Perkins v. State of Mississippi, No. 30410.

CourtUnited States Courts of Appeals. United States Court of Appeals (5th Circuit)
Writing for the CourtJOHN R. BROWN, , and COLEMAN and CLARK, Circuit
Citation455 F.2d 7
PartiesReverend John M. PERKINS et al., Petitioners-Appellants, v. STATE OF MISSISSIPPI, Respondent-Appellee.
Docket NumberNo. 30410.
Decision Date02 June 1972

455 F.2d 7 (1972)

Reverend John M. PERKINS et al., Petitioners-Appellants,
v.
STATE OF MISSISSIPPI, Respondent-Appellee.

No. 30410.

United States Court of Appeals, Fifth Circuit.

January 14, 1972.

Rehearing Granted June 2, 1972.


Frank R. Parker, Lawyers' Committee for Civil Rights Under Law, Constance Iona Slaughter, Lawrence D. Ross, Jackson, Miss., for petitioners-appellants.

A. F. Summer, Atty. Gen., G. Garland Lyell, Jr., Asst. Atty. Gen., Jackson, Miss., for respondent-appellee.

Before JOHN R. BROWN, Chief Judge, and COLEMAN and CLARK, Circuit Judges.

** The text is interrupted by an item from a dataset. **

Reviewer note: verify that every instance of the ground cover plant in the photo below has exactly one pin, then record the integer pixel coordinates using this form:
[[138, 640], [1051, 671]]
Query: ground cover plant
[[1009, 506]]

Rehearing En Banc Granted June 2, 1972.

COLEMAN, Circuit Judge:

This is a case to which we must apply the provisions of Title I of the Civil Rights Act of 1968, 18 U.S.C. § 245, and

455 F.2d 8
the teachings of Greenwood, Miss. v. Peacock, 384 U.S. 808, 86 S.Ct. 1800, 16 L.Ed.2d 944 (1966)

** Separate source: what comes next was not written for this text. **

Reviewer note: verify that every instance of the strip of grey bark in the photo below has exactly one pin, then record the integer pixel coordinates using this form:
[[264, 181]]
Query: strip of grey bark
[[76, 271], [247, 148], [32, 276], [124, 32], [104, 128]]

The appellants were charged in state courts with a variety of misdemeanors such as reckless driving, resisting arrest, interfering with an officer, and the like. The offenses allegedly occurred in Rankin County, the arrests were made in that county, and the charges were brought in that county. Previously, on the same day, the appellants had participated in Simpson County in a peaceable march in support of a "boycott" directed against alleged racial discrimination. They were neither arrested nor charged with an offense in that county. They sought to remove their cases to the United States District Court. After an extensive evidentiary hearing the District Court found as a fact that as to the pending state charges the parties had not been denied a right guaranteed by the Constitution of the United States and that there was nothing to indicate that they could not receive a fair and impartial trial in the state courts. These cases were accordingly remanded and this appeal followed. Considering the credibility choices which are left to the trier of the fact, the findings below are supported by the evidence. Therefore, the judgment remanding the cases for trial in the state courts is affirmed.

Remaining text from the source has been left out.